Matthew Removed from Atlantic Storm Names List By JOY CRIST
2016 was the last year that we’ll see a Hurricane Matthew.
The name Matthew, along with the name Otto, has been retired by the World Meteorological Organization’s Region IV Hurricane Committee, of which NOAA’s National Hurricane Center is a member.
The two names will be replaced in 2022 by the names Martin and Owen, when the 2016 list will be recycled and used once again.
Matthew and Otto are the 81st and 82nd names to be removed from the Atlantic Storm Name list. Hurricane names are retired if they were so deadly or destructive that the future use of the name would be insensitive.
Matthew is being retired because of its devastation in the Caribbean. After becoming a category 5 storm on the Saffir-Simpson scale on the night of Sept. 30, Matthew made landfall along the coast of southwestern Haiti, extreme eastern Cuba, western Grand Bahama Island, and central South Carolina. Matthew was responsible for 585 direct deaths, with more than 500 deaths occurring in Haiti, making it the deadliest hurricane in the Atlantic since Hurricane Stan in 2005.
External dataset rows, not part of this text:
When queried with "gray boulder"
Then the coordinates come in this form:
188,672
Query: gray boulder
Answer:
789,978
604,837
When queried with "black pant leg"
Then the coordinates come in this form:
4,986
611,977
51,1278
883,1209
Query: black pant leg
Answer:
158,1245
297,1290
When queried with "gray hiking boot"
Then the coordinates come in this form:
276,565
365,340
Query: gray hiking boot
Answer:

The tail end of Matthew also wreaked havoc on Hatteras Island, and specifically Hatteras village where it caused the most extreme and damaging soundside flooding that residents had seen in decades.
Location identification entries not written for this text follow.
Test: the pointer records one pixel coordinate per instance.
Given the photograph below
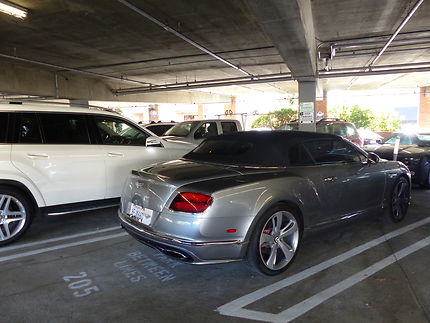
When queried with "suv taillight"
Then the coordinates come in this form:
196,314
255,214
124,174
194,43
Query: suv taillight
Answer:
191,202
While locals are certainly familiar with the name Matthew, and are likely glad that they won’t have to hear it again anytime soon, the name Otto may not immediately ring a bell.
Otto was a late-season tropical cyclone, which cut a swath through the southwestern Caribbean Sea beginning on Nov. 20. It intensified rapidly to a category 3 hurricane before making landfall in southern Nicaragua, and from there, it crossed the Atlantic to the eastern Pacific Ocean, which is extremely rare for a tropical cyclone. Consequently, Otto affected large portions of southern Nicaragua and northern Costa Rica before emerging over the far eastern North Pacific as a tropical storm. Heavy rainfall and flooding from the hurricane caused 18 fatalities in Central America.
This isn’t the first time a hurricane that has affected Hatteras and Ocracoke Islands directly has been retired. 2003’s Isabel and 2011’s Irene were both retired after they swept through the Outer Banks, as was 2012’s Sandy which caused flooding across the islands before inflicting massive damage in the northern region of the Eastern Seaboard.
Since 1953, Atlantic tropical storms have been named from lists originated by the National Hurricane Center. They are now maintained and updated through a strict procedure by an international committee of the World Meteorological Organization. Originally, hurricanes were named solely after women, but this practice ended for the Atlantic and Gulf of Mexico coasts in 1979, when men’s names were alternately added to the mix.